Un pequeño legado (II)

(ver Un Pequeño legado I)

Comenzó a planearlo todo poco después de recuperarse de la afrenta soportada durante el juicio. Si bien durante un tiempo ni siquiera se atrevía a salir de su casa victoriana más que lo estrictamente necesario y, en estas ocasiones, procuraba que lo vieran en la calle la menor gente posible, poco a poco fu ganando la confianza necesaria para poner en práctica su idea. Tras recuperar sus primeras fuerzas se dirigió a la oficina de Anthony Prescott, albacea depositario de los bienes pertenecientes a su difunto padre. Necesitaba conocer exactamente todas y cada una de las posesiones por las que había luchado con su hermanastro pues temía haber pasado por alto algún documento que encerrara el motivo de la disputa y una más que probable riqueza para su poseedor.
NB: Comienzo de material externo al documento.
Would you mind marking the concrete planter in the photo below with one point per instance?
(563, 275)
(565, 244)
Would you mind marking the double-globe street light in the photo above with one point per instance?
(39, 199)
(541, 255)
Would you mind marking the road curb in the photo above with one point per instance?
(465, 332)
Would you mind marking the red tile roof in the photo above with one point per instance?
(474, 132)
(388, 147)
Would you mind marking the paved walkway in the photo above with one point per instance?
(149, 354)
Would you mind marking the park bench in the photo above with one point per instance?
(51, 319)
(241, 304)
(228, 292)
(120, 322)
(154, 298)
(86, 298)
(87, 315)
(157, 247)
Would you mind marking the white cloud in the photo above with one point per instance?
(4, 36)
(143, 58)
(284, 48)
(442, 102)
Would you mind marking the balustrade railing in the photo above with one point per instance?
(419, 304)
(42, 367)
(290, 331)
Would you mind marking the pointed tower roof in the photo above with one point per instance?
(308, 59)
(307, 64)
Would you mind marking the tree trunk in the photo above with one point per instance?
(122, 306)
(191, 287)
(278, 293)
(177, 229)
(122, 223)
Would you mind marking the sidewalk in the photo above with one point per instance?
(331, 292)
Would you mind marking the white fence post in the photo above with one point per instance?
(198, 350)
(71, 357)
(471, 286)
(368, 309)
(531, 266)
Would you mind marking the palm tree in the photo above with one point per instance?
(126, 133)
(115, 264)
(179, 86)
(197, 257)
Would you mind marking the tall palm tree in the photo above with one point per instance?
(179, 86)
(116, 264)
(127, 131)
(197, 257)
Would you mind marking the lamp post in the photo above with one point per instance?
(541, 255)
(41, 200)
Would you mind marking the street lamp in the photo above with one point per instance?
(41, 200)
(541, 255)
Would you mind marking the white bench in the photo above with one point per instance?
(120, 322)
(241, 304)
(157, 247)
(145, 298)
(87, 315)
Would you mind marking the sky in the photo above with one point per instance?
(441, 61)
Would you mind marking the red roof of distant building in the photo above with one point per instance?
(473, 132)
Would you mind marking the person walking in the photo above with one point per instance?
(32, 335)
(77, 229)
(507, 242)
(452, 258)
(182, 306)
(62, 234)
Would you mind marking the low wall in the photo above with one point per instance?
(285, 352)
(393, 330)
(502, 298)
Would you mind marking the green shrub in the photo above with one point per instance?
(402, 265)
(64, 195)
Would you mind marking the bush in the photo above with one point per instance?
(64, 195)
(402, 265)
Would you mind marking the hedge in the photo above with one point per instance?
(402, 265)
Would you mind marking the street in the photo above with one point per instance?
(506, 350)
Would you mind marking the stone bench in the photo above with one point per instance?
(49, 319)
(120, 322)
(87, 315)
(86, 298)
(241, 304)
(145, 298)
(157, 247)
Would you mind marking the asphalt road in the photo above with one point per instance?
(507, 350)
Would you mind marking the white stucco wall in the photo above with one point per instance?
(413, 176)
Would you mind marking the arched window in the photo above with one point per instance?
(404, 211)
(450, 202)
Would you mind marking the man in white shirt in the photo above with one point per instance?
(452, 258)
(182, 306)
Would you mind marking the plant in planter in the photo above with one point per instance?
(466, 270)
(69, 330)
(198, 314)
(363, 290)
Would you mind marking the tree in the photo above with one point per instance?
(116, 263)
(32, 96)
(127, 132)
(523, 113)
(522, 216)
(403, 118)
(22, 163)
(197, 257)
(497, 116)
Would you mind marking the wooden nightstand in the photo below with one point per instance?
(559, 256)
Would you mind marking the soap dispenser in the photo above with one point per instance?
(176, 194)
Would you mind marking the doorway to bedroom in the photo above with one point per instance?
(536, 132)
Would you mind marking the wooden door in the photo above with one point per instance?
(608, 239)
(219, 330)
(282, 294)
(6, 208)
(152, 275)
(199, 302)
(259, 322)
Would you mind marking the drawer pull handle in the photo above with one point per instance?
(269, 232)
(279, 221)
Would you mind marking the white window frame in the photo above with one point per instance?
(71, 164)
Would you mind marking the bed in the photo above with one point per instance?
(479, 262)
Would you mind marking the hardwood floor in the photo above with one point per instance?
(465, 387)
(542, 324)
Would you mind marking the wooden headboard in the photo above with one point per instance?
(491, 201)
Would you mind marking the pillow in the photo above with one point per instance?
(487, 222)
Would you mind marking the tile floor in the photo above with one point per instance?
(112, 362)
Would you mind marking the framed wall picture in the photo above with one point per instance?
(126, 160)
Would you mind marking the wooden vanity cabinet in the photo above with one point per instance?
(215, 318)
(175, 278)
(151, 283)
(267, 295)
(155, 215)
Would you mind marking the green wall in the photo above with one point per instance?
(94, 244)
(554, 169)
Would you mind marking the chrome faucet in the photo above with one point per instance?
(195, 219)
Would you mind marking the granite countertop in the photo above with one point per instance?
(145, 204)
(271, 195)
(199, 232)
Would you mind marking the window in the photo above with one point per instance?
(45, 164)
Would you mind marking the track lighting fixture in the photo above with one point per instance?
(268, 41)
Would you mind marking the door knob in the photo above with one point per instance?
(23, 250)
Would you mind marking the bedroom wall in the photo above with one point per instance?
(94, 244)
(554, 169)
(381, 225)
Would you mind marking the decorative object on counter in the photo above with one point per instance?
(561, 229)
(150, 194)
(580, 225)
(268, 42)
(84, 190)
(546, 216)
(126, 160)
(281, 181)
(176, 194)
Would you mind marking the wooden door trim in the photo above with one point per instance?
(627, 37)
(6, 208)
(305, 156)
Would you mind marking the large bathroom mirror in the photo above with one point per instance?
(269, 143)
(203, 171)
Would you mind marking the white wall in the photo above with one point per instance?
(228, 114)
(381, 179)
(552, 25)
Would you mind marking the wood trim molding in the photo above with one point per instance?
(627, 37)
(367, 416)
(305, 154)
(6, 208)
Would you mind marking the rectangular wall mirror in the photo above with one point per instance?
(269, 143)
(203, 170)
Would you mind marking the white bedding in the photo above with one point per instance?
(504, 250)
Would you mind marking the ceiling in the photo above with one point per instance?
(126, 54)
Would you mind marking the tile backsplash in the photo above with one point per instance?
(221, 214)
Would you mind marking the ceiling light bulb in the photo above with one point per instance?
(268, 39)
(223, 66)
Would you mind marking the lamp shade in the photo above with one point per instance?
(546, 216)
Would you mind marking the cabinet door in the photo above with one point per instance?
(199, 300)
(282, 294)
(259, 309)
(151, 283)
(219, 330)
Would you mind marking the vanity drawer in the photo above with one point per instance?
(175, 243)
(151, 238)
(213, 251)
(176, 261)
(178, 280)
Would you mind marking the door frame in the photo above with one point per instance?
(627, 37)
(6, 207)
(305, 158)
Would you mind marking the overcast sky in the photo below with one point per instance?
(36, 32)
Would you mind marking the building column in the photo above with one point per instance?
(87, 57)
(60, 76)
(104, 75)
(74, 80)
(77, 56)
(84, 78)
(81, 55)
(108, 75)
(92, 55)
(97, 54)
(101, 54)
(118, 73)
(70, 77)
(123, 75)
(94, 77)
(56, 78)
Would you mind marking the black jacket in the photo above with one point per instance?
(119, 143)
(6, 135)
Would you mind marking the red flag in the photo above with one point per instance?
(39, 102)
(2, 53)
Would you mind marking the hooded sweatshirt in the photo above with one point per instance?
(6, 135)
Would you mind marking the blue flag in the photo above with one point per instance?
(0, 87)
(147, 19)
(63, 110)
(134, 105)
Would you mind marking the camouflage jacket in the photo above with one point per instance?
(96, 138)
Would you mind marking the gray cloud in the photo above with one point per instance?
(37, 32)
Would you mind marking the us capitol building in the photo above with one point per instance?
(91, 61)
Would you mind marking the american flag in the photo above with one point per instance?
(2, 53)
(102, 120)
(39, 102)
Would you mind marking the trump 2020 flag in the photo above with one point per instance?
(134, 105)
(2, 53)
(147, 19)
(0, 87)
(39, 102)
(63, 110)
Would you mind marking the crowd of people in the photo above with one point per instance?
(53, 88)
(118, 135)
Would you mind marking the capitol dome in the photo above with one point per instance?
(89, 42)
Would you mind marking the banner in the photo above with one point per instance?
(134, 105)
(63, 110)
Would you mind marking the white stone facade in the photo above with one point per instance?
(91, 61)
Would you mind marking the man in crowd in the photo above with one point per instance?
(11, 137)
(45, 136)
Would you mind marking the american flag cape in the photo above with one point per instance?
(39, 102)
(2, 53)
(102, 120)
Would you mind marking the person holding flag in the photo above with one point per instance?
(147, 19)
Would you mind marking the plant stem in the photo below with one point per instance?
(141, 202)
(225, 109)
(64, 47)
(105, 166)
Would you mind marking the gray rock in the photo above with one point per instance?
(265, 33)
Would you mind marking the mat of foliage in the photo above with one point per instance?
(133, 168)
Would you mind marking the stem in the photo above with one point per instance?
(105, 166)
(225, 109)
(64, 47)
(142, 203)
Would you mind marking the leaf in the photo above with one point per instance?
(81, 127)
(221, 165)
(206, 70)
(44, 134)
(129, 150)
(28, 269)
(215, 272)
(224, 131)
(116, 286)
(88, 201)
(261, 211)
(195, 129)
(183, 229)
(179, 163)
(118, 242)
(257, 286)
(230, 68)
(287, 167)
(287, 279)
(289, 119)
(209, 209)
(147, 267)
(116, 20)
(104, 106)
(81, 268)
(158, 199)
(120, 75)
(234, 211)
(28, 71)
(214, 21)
La visita no aclaró nada. La pequeña y vetusta villa a las afueras de Boston con sus muebles, el viejo carruaje y unas acciones en una empresa maderera que prácticamente estaba en quiebra. En el listado de los muebles y demás enseres de la casa no había nada extraño. Incluso el contenido de la caja fuerte era muy escaso, títulos accionariales por valor de sesenta dólares, otros ochenta en metálico y un libro titulado “El Innombrable”. Le sorprendió el hecho de que su padre guardara un libro allí pero pronto desechó este pensamiento. Tenía que haber algo más, algo oculto en alguna parte que mereciera tanta atención. Decidió que lo más inteligente no era hacer un alarde público de fuerza o intentar difamar a su hermanastro ya que se podría tomar como un burdo intento de venganza y obtener como única recompensa un mayor desprestigio, lo que seguro acabaría con él. No, debía ser más inteligente y cuidadoso. Quizá si se presentara como un elegante perdedor, dispuesto a mejorar… Sí, eso le reportaría una buena imagen entre sus desconfiados convecinos, tan prestos a la crítica, y, sobre todo, le permitiría acercarse a su bienamado Christopher.

La mañana era limpia y la temperatura media ese día de primavera en que Wendell acudió a casa de su hermanastro en son de paz. Una sonrisa de superioridad acompañó a este último al abrir la puerta. Mirar desde arriba le permitía observar a su visitante con mayor desprecio. A pesar del buen tiempo, una nube de tormenta se asomó a través de los ojos del más joven, quien miró de soslayo un instante por si había algún testigo de ese educado desprecio al que le estaba sometiendo. Al volver a mirar a Christopher, había conseguido despejar la ominosa amenaza de su mirada y sustituirla por un gesto amable y conciliador.

Tras ser invitado a pasar, fue acompañado a una pequeña sala donde se le ofreció un té traído directamente de la lejana Ceilán. La velada transcurrió en un tono correcto y, gracias a su experiencia como abogado y aprovechando el sentimiento de superioridad que sentía Christopher por la situación de ambos, Wendell le sonsacó parte de su historia, dónde había estado, a qué se dedicaba, planes de futuro. Le llamó mucho la atención encontrarse ante una persona muy culta, con numerosas experiencias vividas, conocedora de idiomas, tanto modernos como antiguos. Lo más sorprendente de su vida era su estancia durante una década en el norte de África, principalmente en Egipto, donde reconoció sin ninguna modestia haber tomado parte en diversas exploraciones y pequeños descubrimientos. Wendell tanteó cuál podía ser el interés de su hermanastro por la herencia de su padre pero sólo obtuvo algunas respuestas esquivas, de manera que prefirió no insistir. Ya habría tiempo para averiguarlo más adelante y, una vez hecho, devolverle la humillación, conseguir que suplicara perdón y, en ese momento, hacerle sufrir, hacerle gritar, obligarle a reconocer que no era más que un bastardo, un hijo ilegítimo que se había aprovechado de un hombre enfermo y que sólo merecía el destino que le ofrecía su queridísimo hermano pequeño, la muerte.